Cal había sacado a su hermano de la casa, y lo había llevado al cobertizo de los carruajes, donde guardaban el Ford. Cal abrió la portezuela y se sentó tras el volante.
—¡Anda, sube! —ordenó.
—Padre nos ha dicho que no entremos en él —protestó Aron.
—No lo sabrá. ¡Sube!
Aron montó tímidamente y se sentó muy apartado en el asiento. Cal hizo girar el volante de un lado a otro.
—¡Mec! ¡Mec! —exclamó imitando un sonido del coche, y luego dijo: ¿Sabes qué pienso? Que tío Charles era rico.
—No lo era.
—Te apuesto lo que quieras a que sí.
—¿Tú crees que papá podría decir una mentira?
—Yo no digo eso.

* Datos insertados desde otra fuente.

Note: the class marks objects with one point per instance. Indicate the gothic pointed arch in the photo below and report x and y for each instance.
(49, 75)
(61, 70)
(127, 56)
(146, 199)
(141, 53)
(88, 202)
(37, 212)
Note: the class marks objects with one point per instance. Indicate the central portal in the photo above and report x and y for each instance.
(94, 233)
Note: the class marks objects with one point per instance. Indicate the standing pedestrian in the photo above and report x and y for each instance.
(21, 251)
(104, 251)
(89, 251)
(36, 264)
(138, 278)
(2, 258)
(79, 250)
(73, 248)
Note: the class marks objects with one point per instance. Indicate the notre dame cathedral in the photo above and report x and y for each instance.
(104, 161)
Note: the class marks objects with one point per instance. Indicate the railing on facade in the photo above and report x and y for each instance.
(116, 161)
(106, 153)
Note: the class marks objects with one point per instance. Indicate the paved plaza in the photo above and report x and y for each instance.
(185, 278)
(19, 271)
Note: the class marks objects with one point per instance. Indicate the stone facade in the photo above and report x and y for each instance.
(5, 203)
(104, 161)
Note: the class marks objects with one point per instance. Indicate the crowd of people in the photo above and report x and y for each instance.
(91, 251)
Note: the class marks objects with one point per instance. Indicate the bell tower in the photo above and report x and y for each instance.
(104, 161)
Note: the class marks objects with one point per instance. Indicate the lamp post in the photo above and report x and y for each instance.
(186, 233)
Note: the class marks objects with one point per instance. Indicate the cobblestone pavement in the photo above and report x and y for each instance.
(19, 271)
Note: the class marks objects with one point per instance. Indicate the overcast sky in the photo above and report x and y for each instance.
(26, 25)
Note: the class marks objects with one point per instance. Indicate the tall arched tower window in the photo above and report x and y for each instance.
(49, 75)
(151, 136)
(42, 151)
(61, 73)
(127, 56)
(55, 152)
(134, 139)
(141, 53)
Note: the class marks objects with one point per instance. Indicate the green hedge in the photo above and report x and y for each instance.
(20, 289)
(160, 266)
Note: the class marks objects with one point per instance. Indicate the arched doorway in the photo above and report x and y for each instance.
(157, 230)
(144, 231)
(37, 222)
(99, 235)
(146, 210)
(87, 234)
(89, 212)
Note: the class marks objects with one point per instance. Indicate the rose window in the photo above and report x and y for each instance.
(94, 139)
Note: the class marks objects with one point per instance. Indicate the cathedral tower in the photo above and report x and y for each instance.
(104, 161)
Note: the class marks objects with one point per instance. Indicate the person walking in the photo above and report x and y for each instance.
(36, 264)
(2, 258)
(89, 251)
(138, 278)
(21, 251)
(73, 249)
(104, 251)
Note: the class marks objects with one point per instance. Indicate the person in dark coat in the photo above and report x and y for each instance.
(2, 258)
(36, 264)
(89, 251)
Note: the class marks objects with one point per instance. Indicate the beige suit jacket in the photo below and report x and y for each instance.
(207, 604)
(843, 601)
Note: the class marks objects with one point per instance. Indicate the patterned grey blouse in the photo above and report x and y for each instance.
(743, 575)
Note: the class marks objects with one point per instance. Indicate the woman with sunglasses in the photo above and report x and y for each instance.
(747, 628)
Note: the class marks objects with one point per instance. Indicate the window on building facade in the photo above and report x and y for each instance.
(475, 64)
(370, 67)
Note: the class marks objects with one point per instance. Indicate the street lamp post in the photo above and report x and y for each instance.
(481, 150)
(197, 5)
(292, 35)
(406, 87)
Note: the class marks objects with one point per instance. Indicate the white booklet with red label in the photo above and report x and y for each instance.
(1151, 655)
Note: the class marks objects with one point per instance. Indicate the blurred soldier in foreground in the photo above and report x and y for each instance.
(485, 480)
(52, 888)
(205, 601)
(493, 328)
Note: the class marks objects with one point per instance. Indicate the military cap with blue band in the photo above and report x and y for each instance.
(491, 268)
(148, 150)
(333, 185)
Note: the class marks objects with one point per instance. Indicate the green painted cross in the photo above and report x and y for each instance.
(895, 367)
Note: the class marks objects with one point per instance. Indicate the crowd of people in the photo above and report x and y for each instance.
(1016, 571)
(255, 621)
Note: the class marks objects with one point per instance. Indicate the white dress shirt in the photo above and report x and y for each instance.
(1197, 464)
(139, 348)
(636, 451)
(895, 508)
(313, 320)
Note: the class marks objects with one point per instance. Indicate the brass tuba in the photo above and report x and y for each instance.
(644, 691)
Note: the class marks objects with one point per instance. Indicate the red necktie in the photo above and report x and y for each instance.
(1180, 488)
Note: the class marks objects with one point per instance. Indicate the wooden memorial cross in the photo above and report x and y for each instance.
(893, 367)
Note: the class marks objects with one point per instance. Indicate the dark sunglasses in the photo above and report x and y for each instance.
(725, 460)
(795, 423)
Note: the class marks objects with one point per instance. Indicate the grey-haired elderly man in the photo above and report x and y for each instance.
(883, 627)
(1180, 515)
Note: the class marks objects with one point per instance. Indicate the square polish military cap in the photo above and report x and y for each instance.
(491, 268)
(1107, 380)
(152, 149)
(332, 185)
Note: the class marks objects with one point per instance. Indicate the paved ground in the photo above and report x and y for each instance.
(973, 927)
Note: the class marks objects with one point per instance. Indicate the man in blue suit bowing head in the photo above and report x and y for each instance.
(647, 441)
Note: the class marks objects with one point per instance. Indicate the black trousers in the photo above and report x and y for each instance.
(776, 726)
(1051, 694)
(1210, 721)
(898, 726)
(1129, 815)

Pero apostaría a que era rico. —permanecieron silenciosos unos instantes. Cal conducía lentamente, tomando curvas imaginarias. Añadió: Te apuesto a que lo descubro.
—¿Qué quieres decir?
—¿Qué quieres apostarte?
—Nada —dijo Aron.
—¿Qué te parecería tu silbato de pata de ciervo? Te apuesto esta canica contra tu silbato a que nos envían a la cama nada más cenar. ¿Apostamos?
—Como quieras —dijo Aron con expresión vaga—. No veo por qué.
—Padre querrá hablar con Lee. Pero yo los escucharé —le aseguró.
—A que no te atreves.
—¿Crees que no me atrevo?
—Suponte que me chivo.
Los ojos de Cal adquirieron una expresión fría, y su rostro se ensombreció. Se acercó tanto a su hermano, que su voz se convirtió en un murmullo.
—No lo dirás, porque si lo haces, yo diré quién le robó el cuchillo.
—Nadie se lo ha robado. Lo tiene. Abrió la carta con él. Cal sonrió con expresión cruel.
—Me refiero a mañana —dijo.
Y Aron comprendió a qué se refería, y supo que no podía decirlo. No podía hacer nada en absoluto. Cal estaba completamente a salvo.
Este último se dio cuenta de la expresión confusa e indefensa en el rostro de Aron, y advirtió todo su poder, lo cual le alegró en extremo. Siempre era capaz de desbordar y de dominar a su hermano, y empezaba a creer que podría hacer lo propio con su padre. Con Lee, las jugarretas de Cal no producían el menor efecto, porque la suave mente de Lee se movía sin esfuerzo más allá del alcance de Cal, y se quedaba siempre esperando, dándose cuenta de todo y advirtiéndole con voz queda en el último momento: «No hagas eso». Cal sentía respeto por Lee, y también algo de miedo. Pero ese infeliz de Aron, que lo miraba con aire desvalido, no era más que un pedazo de barro blando entre sus manos. Cal sintió de pronto un profundo amor por su hermano, y el impulso de protegerlo en su debilidad. Y le rodeó con los brazos.